SummitBuild’s warehouse managers and leads were now measured on safety engagement, not just productivity.

Monthly reviews included safety walkthrough participation

Turnover and injury reduction were tied to team bonuses

Managers were recognized for creating “zero-incident weeks”

🟢 Result: Supervisor buy-in improved dramatically, shifting from “enforcers” to “coaches.”

  • Celebrated Safety Wins Loudly and Publicly

Culture doesn’t stick without recognition. SummitBuild launched a “Safety Spotlight” wall with:

Peer-nominated safety heroes

Team shoutouts for proactive reporting

Prize drawings for clean audits and participation

🟢 Result: Employees took pride in safety—and began reminding each other, not just waiting on leadership.
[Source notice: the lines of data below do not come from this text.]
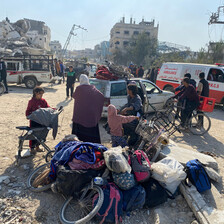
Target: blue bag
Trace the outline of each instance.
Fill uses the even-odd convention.
[[[145,204],[145,196],[145,189],[141,185],[123,191],[123,210],[133,211],[135,209],[141,209]]]
[[[100,219],[100,224],[116,223],[122,221],[123,214],[123,194],[114,183],[108,183],[102,187],[104,193],[103,204],[95,216]],[[93,204],[96,204],[98,198],[93,199]]]
[[[121,189],[121,190],[129,190],[133,188],[137,183],[135,181],[134,174],[132,173],[115,173],[112,172],[112,177],[114,179],[114,183]]]
[[[190,160],[186,163],[185,172],[190,182],[197,188],[198,192],[211,189],[211,181],[202,163],[197,160]],[[186,183],[186,181],[185,181]]]

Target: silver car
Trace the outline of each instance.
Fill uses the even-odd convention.
[[[174,96],[174,93],[161,90],[157,85],[141,78],[133,78],[130,80],[101,80],[90,79],[90,84],[96,86],[105,97],[102,117],[107,117],[107,107],[113,104],[116,108],[120,108],[127,103],[127,85],[130,81],[135,81],[138,87],[138,95],[142,99],[144,113],[162,110],[166,101]]]

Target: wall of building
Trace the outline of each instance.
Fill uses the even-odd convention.
[[[149,37],[158,39],[159,25],[155,26],[155,21],[147,22],[142,20],[136,24],[130,19],[130,23],[125,23],[125,18],[116,23],[110,32],[110,52],[115,49],[125,50],[130,43],[132,37],[145,32]]]

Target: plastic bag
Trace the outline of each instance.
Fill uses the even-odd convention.
[[[125,149],[121,146],[110,148],[103,153],[106,166],[115,173],[131,172],[131,167],[125,158]]]
[[[183,171],[184,167],[171,157],[153,163],[151,168],[152,177],[172,194],[175,193],[180,182],[186,178],[186,173]]]

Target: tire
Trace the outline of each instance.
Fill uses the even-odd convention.
[[[34,77],[27,77],[24,83],[28,89],[33,89],[37,85],[37,80]]]
[[[36,178],[47,168],[50,167],[50,163],[45,163],[39,167],[37,167],[28,177],[27,179],[27,187],[33,191],[33,192],[42,192],[42,191],[46,191],[48,189],[50,189],[51,184],[46,184],[40,187],[33,187],[33,182],[34,180],[36,180]]]
[[[98,194],[98,201],[95,207],[92,209],[93,198]],[[81,190],[77,199],[73,197],[68,198],[63,204],[59,219],[63,224],[84,224],[88,223],[100,210],[104,200],[103,190],[99,186],[87,187]],[[89,202],[89,203],[88,203]],[[91,211],[88,211],[88,208]],[[85,208],[85,211],[84,209]],[[86,214],[81,215],[85,212]],[[84,216],[84,217],[83,217]]]
[[[165,87],[163,88],[163,90],[174,93],[174,88],[173,88],[172,86],[165,86]]]
[[[54,153],[55,153],[55,150],[51,150],[51,151],[47,152],[47,154],[45,156],[46,163],[49,163],[51,161]]]
[[[201,124],[199,117],[202,117],[203,124]],[[193,135],[204,135],[209,131],[210,128],[211,128],[211,120],[204,113],[192,115],[192,117],[188,122],[188,129]]]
The Results: 12 Months Later

After fully rolling out the program across all three distribution centers:

📉 43% reduction in recordable incidents

📈 60% increase in near-miss reporting

📊 25% decrease in first-year turnover

💬 80% of employees said they feel personally responsible for safety

Most importantly, safety became a shared value, not just a policy. And that cultural shift translated directly to better morale, stronger teams, and smoother operations.

Key Takeaways for Other Warehouses

If you’re trying to build a safety-first culture in a warehouse setting, take these lessons from SummitBuild:

✅ Empower peers to lead safety from within

✅ Make reporting fast, easy, and action-focused

✅ Keep training short, relevant, and visual

✅ Measure and reward safety behavior—not just outcomes

✅ Celebrate small wins to fuel long-term change

Final Thought:

You can’t outsource safety culture. It has to live in the everyday behavior of your team—and it starts with how you lead, train, and recognize the people who make the floor run safely.